Reputation: 31
I have recently come across this line of code and what it does is that it goes through an array and returns the value that is seen most often. For example 1,1,2,1,3 so it will return 1 because it appears more than 2 and 3. What I am trying to do is understand how it works so what I did was I went through it with visual studio step by step but it is not ringing any bells.
Can anyone help me understand what is going on here?

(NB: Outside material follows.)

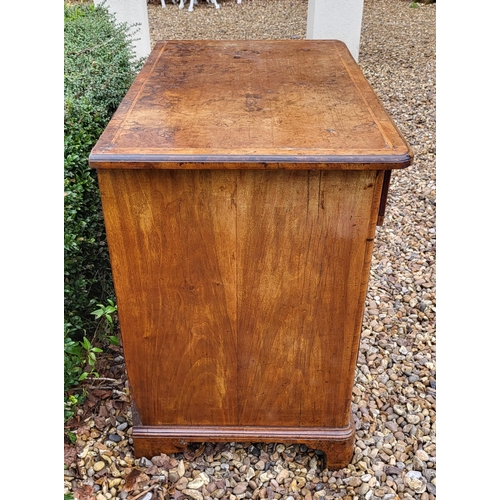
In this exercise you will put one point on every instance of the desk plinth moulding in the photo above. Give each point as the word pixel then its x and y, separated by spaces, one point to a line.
pixel 241 183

It would be a total plus if someone can tell me what does c do and what is the logic behind the arguments in the if statements.
int[] arr = a;
int c = 1, maxcount = 1, maxvalue = 0;
int result = 0;
for (int i = 0; i < arr.Length; i++)
{
maxvalue = arr[i];
for (int j = 0; j <arr.Length; j++)
{
if (maxvalue == arr[j] && j != i)
{
c++;
if (c > maxcount)
{
maxcount = c;
result = arr[i];
}
}
else
{
c=1;
}
}
}
return result;
Upvotes: 1
Views: 112
Reputation: 294
It is not computing the most frequent element - what it is computing is the longest run of elements.
Also, it is not doing it very efficiently, the inner loop only needs to compute upto i-1, not upto arr.Length.
c is keeping track of the current run length. The first "if" is to check if this is a "continouous run". The second "if" (after reaching the last element in the run) will check if this run is longer than any run you have seen so far.
In the above input sample, you are getting 1 as answer because it is the longest run. Try with an input where the element with the longest run is not the same as the most frequent element. (e.g., 2,1,1,1,3,2,3,2,3,2,3,2 - here 2 is the most frequent element, but 1,1,1 is the longest run).
Upvotes: 1
Reputation: 46768
EDIT: On closer examination, the code snippet has a nested loop and is conventionally counting the maximum seen element by simply keeping track of the maximum seen times and the element that was seen and keeping them in sync.
That looks like an implementation of the Boyer-Moore majority vote counting algorithm. They have a nice illustration here.
The logic is simple, and is to compute the majority in a single pass, taking O(n) time. Note that majority here means that more than 50% of the array must be filled with that element. If there is no majority element, you get an "incorrect" result.
Verifying if the element is actually forming a majority is done in a separate pass usually.